# how to Create BSNL dialer in Ubuntu 8.10



## chintan786 (Dec 30, 2008)

Hi friends, today i have Installed Ubuntu 8.10 but till now i am not able to figure out how to create BSNL dialer in it just like Win Xp. i don't want to create automatic login with it.If some Techie post Steps then it will be very helpful to me.
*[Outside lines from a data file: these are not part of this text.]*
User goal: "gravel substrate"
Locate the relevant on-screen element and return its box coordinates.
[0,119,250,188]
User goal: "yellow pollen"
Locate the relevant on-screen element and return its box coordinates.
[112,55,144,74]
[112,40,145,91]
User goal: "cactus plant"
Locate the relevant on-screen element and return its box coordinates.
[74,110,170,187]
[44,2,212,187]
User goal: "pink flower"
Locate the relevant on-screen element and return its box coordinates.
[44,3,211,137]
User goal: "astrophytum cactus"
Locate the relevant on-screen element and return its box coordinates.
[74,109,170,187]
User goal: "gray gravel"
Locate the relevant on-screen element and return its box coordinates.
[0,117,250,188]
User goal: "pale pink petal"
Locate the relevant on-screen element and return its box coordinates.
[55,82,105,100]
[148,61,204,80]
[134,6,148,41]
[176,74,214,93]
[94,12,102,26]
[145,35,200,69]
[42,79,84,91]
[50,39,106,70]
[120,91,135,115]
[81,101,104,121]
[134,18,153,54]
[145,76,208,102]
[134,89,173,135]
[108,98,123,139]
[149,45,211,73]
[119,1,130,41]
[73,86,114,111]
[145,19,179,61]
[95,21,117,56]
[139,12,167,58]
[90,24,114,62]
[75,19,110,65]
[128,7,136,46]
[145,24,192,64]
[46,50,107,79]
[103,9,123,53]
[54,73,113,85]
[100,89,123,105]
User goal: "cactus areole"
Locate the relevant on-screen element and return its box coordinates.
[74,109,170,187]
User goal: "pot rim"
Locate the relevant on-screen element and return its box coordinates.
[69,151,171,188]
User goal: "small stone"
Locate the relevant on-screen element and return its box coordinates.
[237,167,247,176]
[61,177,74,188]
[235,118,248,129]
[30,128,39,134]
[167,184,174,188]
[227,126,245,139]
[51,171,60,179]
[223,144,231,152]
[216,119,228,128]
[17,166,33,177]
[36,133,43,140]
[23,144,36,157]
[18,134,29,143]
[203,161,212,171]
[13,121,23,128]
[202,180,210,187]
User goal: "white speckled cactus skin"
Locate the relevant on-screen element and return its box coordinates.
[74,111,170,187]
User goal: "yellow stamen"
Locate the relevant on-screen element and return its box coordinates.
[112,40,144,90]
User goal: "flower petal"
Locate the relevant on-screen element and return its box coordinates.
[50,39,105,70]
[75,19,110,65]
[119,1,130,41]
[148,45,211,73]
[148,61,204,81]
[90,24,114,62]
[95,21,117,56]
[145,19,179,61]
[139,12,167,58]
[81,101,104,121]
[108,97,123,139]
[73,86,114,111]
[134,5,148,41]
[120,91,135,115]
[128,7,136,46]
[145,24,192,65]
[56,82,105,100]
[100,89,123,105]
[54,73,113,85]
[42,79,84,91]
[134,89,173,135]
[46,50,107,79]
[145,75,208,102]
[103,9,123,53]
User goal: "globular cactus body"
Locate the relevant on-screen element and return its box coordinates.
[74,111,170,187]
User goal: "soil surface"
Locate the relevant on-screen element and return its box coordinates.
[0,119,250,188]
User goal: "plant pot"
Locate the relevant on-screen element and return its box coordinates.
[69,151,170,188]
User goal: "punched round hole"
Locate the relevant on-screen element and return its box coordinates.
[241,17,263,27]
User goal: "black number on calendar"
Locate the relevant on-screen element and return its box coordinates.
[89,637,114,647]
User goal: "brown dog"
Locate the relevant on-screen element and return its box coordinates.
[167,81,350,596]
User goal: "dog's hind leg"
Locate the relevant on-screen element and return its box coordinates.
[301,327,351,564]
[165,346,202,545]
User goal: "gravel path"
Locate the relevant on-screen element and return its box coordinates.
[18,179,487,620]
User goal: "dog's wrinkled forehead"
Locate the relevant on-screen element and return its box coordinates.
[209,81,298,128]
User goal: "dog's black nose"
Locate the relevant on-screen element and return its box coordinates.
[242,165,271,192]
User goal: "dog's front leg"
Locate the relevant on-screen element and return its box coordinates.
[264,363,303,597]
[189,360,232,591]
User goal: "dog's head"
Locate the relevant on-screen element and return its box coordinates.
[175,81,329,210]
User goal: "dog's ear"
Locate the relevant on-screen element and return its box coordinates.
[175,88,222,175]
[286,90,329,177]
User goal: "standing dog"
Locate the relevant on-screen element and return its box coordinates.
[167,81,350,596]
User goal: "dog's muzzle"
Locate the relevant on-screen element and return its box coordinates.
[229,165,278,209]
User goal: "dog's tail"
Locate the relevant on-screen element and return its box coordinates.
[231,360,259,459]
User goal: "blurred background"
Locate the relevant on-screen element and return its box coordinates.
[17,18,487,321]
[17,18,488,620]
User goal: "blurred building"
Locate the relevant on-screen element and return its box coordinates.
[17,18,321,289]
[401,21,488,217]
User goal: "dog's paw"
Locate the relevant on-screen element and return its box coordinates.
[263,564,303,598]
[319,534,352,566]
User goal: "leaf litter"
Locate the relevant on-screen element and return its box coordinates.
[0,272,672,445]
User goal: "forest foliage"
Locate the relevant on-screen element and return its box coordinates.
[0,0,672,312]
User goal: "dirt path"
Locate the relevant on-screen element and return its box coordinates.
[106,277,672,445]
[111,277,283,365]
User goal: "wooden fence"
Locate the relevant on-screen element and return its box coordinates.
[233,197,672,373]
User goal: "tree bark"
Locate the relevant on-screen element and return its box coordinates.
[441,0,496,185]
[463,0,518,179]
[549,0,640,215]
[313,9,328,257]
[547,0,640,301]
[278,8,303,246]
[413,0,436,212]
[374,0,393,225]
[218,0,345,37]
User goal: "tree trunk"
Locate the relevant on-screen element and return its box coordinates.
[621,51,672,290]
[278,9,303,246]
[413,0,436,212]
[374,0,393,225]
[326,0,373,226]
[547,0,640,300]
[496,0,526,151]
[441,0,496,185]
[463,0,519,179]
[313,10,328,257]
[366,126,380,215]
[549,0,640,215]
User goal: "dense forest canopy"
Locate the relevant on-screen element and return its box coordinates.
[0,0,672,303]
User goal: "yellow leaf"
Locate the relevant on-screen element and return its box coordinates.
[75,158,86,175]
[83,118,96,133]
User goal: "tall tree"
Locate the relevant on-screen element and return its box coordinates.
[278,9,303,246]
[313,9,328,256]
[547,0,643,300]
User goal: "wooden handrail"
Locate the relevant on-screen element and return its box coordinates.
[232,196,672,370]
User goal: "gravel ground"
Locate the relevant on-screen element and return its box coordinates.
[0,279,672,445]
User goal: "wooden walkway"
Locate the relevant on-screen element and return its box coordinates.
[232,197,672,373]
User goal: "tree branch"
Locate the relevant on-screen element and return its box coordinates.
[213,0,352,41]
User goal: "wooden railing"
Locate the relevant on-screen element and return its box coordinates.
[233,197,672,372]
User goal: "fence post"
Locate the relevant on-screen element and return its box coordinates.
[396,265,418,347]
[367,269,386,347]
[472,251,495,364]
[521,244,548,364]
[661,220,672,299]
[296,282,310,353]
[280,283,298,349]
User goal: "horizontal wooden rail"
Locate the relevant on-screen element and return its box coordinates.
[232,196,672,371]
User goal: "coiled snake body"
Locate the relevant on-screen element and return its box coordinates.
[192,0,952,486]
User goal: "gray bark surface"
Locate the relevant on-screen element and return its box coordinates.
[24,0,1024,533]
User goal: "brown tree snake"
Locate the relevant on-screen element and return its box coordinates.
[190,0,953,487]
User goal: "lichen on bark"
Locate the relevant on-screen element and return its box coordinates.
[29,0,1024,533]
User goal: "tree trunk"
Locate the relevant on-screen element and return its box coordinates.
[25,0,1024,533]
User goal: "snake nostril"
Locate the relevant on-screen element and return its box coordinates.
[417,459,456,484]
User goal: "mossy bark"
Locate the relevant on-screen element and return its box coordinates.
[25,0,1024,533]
Also i am not able to play Movie CD into it... shows error tht application for this is not there. do i need to download some Movie Player for tht . if yes which one.

thanks in Advance,

Chintan


----------



## Rahim (Dec 30, 2008)

Welcome Chitan.
Just folow these simpe steps to create a dialer for Dataone
1:Open a Terminal(Applicatin>Accessories) and enter 
	
	



```
sudo pppoeconf
```
2: Enter YOUR password when prompted.
3:Enter the details one by one, Dataone Username should be username@dataone without the .in
4:Just accept the default values and select "No" when asked to dial on boot up.
5:To connect : Open a Terminal and enter 
	
	



```
pon dsl-provider
```
6:To disconnect open a Terminal and enter 
	
	



```
poff -a
```

To connect/disconnect the alternative is to create 2 Launchers(Shortcuts) on the Desktop.

7:Creat Launchers on your Desktop: Right-click on Dektop and select "Create Launcher".
8:Give it a proper name like "Connect to Net" and enter *pon dsl-provider* in command option. Similarly create another launcher, name it say "Disconnect" and enter *poff -a* as command option.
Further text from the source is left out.